Penambahan kasus positif Covid-19 di DKI Jakarta terus terjadi di angka 800-1.000 setiap hari. Persentase positivity rate di DKI selama sepekan mencapai 14 persen.

Kendati angka terus bertambah, Pemprov DKI tak kunjung mengambil kebijakan rem darurat, sebagaimana disampaikan Gubernur DKI Anies Baswedan saat melonggarkan Pembatasan Sosial Berskala Besar (PSBB) menjadi PSBB transisi. 

Anggota DPRD dari fraksi PKS, Abdul Aziz menilai dilakukan atau tidaknya rem darurat merupakan kewenangan Pemprov. Ia meyakini, Anies sebagai pemimpin ibu kota memiliki dasar dan pertimbangan matang mengapa saat ini tak kunjung ada rem darurat.

Ketua Komisi B DPRD itu juga meyakini Anies tidak akan mengesampingkan keselamatan warga ntuk menyelamatkan roda perekonomian Jakarta.

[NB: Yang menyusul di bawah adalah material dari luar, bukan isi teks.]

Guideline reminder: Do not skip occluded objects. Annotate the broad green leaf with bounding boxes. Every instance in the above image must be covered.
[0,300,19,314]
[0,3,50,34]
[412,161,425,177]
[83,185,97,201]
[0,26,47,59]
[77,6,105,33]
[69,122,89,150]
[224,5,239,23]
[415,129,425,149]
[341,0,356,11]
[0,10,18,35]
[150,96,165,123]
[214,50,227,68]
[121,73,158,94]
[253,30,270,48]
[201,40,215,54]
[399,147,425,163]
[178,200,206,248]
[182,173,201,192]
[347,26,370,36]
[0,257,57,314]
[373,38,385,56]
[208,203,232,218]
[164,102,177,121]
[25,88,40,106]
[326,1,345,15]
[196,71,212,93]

"Sebuah kebijakan harus diambil berdasarkan data lapangan yang valid, saya yakin Gubernur akan mengutamakan keselamatan daripada ekonomi, sampai sekarang belum diambil keputusan rem darurat berarti memang situasi dan kondisinya belum terpenuhi. Semoga pandemi ini cepat berakhir," kata Aziz, Senin (7/9/2020).

Sementara anggota DPRD dari Fraksi PDIP Gilbert Simanjuntak menduga, alasan Pemprov ragu kembali ke masa PSBB awal karena keuangan Jakarta. Jika ditanya kapan waktu tepat untuk rem darurat, Gilbert secara tegas menjawab sejak penambahan kasus terus menanjak.

Politikus yang pernah berkecimpung di WHO itu mengatakan, Jakarta tidak akan mampu lagi membatasi aktivitas warga sebagaimana PSBB awal. Terlebih, jika PSBB diberlakukan, Pemprov DKI berkewajiban menopang kehidupan warga.

"Gimana mau tarik rem, memangnya duitnya ada? Sekarang minta duit ke pemerintah pusat. Lagipula, emangnya masyarakat mau (kembali ke PSBB awal)? Enggak gampang loh," ujar Gilbert.